Christian Nationalism thrives

as Democracy is disabled

changing our lives.


Kenn Storck

written: January 6, 2023

Friday, January 6, 2023

 The Journey Of The Magi 

by T.S. Eliot

A cold coming we had of it,
Just the worst time of the year
For a journey, and such a long journey:
The ways deep and the weather sharp,
The very dead of winter.’
And the camels galled, sore-footed, refractory,
Lying down in the melting snow.
There were times we regretted
The summer palaces on slopes, the terraces,
And the silken girls bringing sherbet.
Then the camel men cursing and grumbling
and running away, and wanting their liquor and women,
And the night-fires going out, and the lack of shelters,
And the cities hostile and the towns unfriendly
And the villages dirty and charging high prices:
A hard time we had of it.
At the end we preferred to travel all night,
Sleeping in snatches,
With the voices singing in our ears, saying
That this was all folly.

Then at dawn we came down to a temperate valley,
Wet, below the snow line, smelling of vegetation;
With a running stream and a water-mill beating the darkness,
And three trees on the low sky,
And an old white horse galloped away in the meadow.
Then we came to a tavern with vine-leaves over the lintel,
Six hands at an open door dicing for pieces of silver,
And feet kicking the empty wine-skins.
But there was no information, and so we continued
And arriving at evening, not a moment too soon
Finding the place; it was (you might say) satisfactory.

All this was a long time ago, I remember,
And I would do it again, but set down
This set down
This: were we led all that way for
Birth or Death?
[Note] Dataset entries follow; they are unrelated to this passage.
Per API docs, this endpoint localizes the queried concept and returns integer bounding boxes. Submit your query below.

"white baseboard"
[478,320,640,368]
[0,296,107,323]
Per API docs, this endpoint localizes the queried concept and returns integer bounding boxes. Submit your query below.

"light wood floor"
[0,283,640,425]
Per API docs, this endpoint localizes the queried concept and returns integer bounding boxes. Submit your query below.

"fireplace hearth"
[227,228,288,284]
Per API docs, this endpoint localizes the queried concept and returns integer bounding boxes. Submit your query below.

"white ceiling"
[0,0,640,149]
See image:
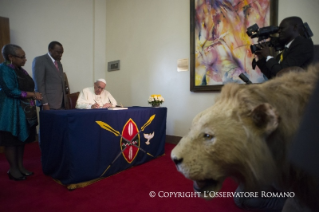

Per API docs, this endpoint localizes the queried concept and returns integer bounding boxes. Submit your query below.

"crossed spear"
[96,114,155,177]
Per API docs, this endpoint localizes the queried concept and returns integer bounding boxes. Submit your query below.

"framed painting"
[190,0,278,92]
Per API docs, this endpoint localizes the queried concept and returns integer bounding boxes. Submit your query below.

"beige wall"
[0,0,319,136]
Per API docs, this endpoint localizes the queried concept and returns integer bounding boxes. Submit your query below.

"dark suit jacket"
[32,54,65,109]
[257,36,314,79]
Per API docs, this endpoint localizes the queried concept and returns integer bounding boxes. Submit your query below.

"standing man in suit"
[32,41,65,110]
[255,17,314,79]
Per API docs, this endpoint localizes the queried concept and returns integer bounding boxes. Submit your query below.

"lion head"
[171,65,317,198]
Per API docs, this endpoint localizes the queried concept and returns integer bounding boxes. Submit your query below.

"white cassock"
[75,87,117,109]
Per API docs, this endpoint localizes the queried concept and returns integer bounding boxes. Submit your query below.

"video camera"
[246,22,313,54]
[246,24,285,54]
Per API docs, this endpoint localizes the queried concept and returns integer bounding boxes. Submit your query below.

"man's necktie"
[54,61,59,71]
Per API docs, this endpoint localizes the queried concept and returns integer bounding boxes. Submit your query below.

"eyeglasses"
[13,55,26,60]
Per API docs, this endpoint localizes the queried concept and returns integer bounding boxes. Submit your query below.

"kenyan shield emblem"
[120,119,140,163]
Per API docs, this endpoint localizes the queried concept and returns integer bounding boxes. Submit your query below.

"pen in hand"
[94,100,101,108]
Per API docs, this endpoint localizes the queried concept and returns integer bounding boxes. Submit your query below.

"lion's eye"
[204,133,214,140]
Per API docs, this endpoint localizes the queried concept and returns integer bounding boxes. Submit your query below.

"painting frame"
[190,0,278,92]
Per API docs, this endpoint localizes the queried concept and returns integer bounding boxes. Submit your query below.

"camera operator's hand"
[255,43,270,60]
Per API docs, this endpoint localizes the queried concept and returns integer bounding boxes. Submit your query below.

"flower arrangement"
[148,94,164,107]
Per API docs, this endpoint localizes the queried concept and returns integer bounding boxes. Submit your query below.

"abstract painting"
[190,0,278,91]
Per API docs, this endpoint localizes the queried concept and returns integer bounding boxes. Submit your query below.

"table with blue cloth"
[40,107,167,190]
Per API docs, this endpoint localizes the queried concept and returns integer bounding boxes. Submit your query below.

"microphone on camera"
[239,73,252,84]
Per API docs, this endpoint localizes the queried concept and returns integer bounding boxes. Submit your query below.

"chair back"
[65,92,80,110]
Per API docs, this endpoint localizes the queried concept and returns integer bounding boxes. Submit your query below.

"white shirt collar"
[285,39,295,49]
[48,52,55,63]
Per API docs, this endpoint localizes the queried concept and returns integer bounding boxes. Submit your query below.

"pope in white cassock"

There was a Birth, certainly
We had evidence and no doubt. I had seen birth and death,
But had thought they were different; this Birth was
Hard and bitter agony for us, like Death, our death.
We returned to our places, these Kingdoms,
But no longer at ease here, in the old dispensation,
With an alien people clutching their gods.
I should be glad of another death.

T.S. Eliot, Collected Poems, 1909-1962 (Harcourt Brace Jovanovich, 1991).